BJ's Restaurants insider Bradford C. Richmond reported a Form 4 showing a routine withholding of shares to cover taxes on vested restricted stock units. On 08/28/2025 the filing shows 2,743 shares were disposed (withheld) at a price of $33.69 per share to satisfy minimum statutory withholding. After the transaction, Mr. Richmond beneficially owns 16,047 shares directly and 15,500 shares indirectly through a trust. The filing notes that 2,747 of the holdings are unvested RSUs. The form was signed by an attorney-in-fact, Jacob J. Guild, on behalf of Bradford C. Richmond on 08/28/2025.

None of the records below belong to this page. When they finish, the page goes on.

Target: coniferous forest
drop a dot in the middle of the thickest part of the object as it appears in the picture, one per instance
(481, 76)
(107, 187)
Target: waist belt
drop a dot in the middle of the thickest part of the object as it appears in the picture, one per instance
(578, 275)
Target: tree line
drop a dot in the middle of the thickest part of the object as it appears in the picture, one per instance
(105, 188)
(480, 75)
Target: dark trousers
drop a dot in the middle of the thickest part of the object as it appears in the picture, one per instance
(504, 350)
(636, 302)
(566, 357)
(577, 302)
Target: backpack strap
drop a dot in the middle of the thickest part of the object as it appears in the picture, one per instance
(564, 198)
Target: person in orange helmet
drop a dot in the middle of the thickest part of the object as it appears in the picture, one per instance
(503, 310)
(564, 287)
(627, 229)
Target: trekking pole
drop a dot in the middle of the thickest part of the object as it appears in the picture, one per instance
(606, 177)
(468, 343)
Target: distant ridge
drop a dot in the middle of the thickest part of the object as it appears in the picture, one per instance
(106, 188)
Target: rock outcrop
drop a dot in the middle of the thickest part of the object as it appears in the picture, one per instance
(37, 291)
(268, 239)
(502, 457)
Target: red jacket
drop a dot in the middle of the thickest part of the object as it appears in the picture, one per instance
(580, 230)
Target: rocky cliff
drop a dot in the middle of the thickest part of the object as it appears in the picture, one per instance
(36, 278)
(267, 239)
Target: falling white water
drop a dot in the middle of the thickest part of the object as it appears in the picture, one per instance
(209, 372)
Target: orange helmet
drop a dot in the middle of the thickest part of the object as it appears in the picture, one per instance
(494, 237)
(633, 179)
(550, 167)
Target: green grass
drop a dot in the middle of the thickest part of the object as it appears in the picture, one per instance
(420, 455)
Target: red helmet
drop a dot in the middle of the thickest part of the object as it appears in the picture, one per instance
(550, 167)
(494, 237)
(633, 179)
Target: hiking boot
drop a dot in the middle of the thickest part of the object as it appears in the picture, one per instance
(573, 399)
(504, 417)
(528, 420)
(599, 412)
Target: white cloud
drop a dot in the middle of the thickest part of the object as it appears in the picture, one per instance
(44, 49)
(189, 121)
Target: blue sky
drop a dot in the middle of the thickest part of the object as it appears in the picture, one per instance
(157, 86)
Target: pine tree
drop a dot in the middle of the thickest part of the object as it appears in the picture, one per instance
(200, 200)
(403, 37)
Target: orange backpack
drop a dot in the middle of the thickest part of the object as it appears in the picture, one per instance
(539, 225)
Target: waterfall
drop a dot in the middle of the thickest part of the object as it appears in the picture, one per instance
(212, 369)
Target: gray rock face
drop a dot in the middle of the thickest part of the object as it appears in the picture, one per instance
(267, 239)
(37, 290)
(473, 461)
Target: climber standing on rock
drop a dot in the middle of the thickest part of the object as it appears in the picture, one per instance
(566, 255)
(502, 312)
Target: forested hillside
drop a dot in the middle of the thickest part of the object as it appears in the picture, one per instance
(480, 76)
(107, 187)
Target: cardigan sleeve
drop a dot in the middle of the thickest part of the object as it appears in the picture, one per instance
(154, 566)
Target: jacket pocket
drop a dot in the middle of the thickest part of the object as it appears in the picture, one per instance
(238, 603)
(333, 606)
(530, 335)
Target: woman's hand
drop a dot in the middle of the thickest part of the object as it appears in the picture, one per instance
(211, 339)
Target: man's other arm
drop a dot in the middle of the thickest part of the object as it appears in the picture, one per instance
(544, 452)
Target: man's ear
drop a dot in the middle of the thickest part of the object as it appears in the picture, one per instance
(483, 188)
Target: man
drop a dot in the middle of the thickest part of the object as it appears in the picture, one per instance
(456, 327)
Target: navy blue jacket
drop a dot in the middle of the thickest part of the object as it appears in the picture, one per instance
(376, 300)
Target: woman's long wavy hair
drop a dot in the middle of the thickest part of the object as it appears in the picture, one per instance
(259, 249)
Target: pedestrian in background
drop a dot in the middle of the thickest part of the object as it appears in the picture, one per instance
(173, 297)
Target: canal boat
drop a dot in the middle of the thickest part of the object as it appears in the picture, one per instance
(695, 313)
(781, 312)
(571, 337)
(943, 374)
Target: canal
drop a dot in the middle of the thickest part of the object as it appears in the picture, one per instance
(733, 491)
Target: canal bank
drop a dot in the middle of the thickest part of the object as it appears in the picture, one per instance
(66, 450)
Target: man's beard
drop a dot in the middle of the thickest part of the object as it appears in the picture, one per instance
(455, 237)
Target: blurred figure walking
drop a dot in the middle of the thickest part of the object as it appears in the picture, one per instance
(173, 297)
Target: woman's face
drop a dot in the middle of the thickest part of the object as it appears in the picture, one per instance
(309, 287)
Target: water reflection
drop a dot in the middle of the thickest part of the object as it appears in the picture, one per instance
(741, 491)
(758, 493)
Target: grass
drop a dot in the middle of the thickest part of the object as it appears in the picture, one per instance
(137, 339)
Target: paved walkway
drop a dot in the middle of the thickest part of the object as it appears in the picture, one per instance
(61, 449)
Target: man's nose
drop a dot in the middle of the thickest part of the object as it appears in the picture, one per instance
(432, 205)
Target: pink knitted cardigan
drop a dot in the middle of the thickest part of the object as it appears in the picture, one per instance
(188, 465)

Heidi E. Rogers, Senior Vice President—Marketing at BJ's Restaurants, Inc. (BJRI), reported an insider sale on 08/19/2025. The filing shows a sale of 4,116 shares of BJRI common stock at a price of $35.36 per share, leaving the reporting person with 7,144 shares beneficially owned after the transaction. The remaining holdings include 3,707 unvested restricted stock units, which the filer notes as part of the total.
The Form 4 was signed by an attorney-in-fact on behalf of Ms. Rogers and identifies the transaction as a direct sale. No derivative transactions or additional amendments are reported in this filing.
BJ's Restaurants, Inc. (BJRI) filed a Form 144 reporting a proposed sale of 4,116 shares of common stock through Morgan Stanley Smith Barney LLC, with an aggregate market value of $145,541.76. The filing shows 22,124,179 shares outstanding and an approximate sale date of 08/19/2025. The securities were acquired as restricted stock (2,738 shares on 01/15/2016) and performance shares (1,378 shares on 02/19/2020). The filer reports no sales in the past three months and signs the required representation about absence of undisclosed material information.
Jacob J. Guild, identified as Sr VP & CAO and an officer of BJ's Restaurants, Inc. (BJRI), reported a transaction on 08/19/2025 selling 9,521 shares of BJRI common stock at $35.51 per share. After the sale, he beneficially owned 3,803 shares, which the filing states includes 2,803 unvested Restricted Stock Units. The Form 4 is signed and dated 08/19/2025 and indicates the filing was made by one reporting person.
The filing records a non-derivative disposition of shares by an insider and notes the quantity of unvested equity remaining, without additional context on purpose, plan status, or other concurrent transactions.